Él le prometió llegar temprano a casa para que ella saliera con su amiga, y esa noche se sentía hermosa para un encuentro femenino tantas veces retardado. Las horas pasaron y del esposo ni sus luces. No hay sonrisa en la espuma de los trastes, sólo fingir en este hogar a punto de irse por el fregadero, mientras la espera camina por su piel, hiriendo de a poquito.
Él decidió renunciar a su trabajo en el gobierno para crecer independiente y en menos de un año había dejado al matrimonio en quiebra. Ella pudo conseguir trabajo en el despacho de un conocido de su amiga. A esa “chingada vieja” la tengo entre ceja y ceja: la muy puta siempre presumiendo, y la mirada del esposo cruzaba la habitación para cazar los ojos de su mujer, como los murciélagos detrás de las luciérnagas: furiosos y alterados.

Era cierto que con un proyecto él alcanzaba, en un mes, el sueldo que ella conseguía al año. Pero las oportunidades no caen del cielo y su carácter no le ayuda. Horas enteras perdidas en la computadora. Para ti es fácil porque la putita de tu amiga te resolvió la vida; sólo tienes que mover el trasero y cuidar que no se te caigan las tetas. No me empujes. Pues no me mires de esa forma. La realidad no es andar quejándote mientras yo pago las cuentas, piensa la esposa mientras va separando la basura, dejándolo rumiar su enojo. ¡Y ese pinche perro!, cómo cree que lo vamos a mantener.

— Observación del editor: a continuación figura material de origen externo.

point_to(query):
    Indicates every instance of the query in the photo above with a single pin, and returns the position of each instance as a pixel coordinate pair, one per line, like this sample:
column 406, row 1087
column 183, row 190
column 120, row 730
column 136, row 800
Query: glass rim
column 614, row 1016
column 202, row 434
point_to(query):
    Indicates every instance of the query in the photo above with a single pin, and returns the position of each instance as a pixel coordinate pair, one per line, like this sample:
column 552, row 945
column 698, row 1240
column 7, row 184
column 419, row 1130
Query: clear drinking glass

Los escarceos femeninos con su amiga la tenían al borde. Hacía tiempo que el orgasmo era una ilusión en casa; los resoplidos de su esposo y la falsedad de una sonrisa de parte de ella: tres minutos y a enjuagarse el semen con la regadera. Le era necesaria esa salida con la amiga, de alguna forma suponía algún inicio y, por qué no, sacudirse la rutina.

Aquella noche él no llegó hasta las dos de la mañana y la despertó para que ella pagara el taxi. Cuando entró a la casa vio la computadora (con todos sus proyectos) hecha pedazos, y la sonrisa de triunfo marcada a la perfección en el rostro de su esposa. Pero más que la computadora fue esa sonrisa la que llevó al “hombre” a perderse en la violencia que le iba abriendo las venas del cuello, raspándole los brazos como si mil murciélagos de pronto se abrieran paso por su carne, haciéndolo bramar de ira, y pudo ver reflejado su rostro de animal enfurecido dentro de los asustados ojos de su mujer quien, cabizbaja, tuvo que ceder a recogerlo todo, con el labio roto, mientras aquel se iba al patio a dormir la borrachera.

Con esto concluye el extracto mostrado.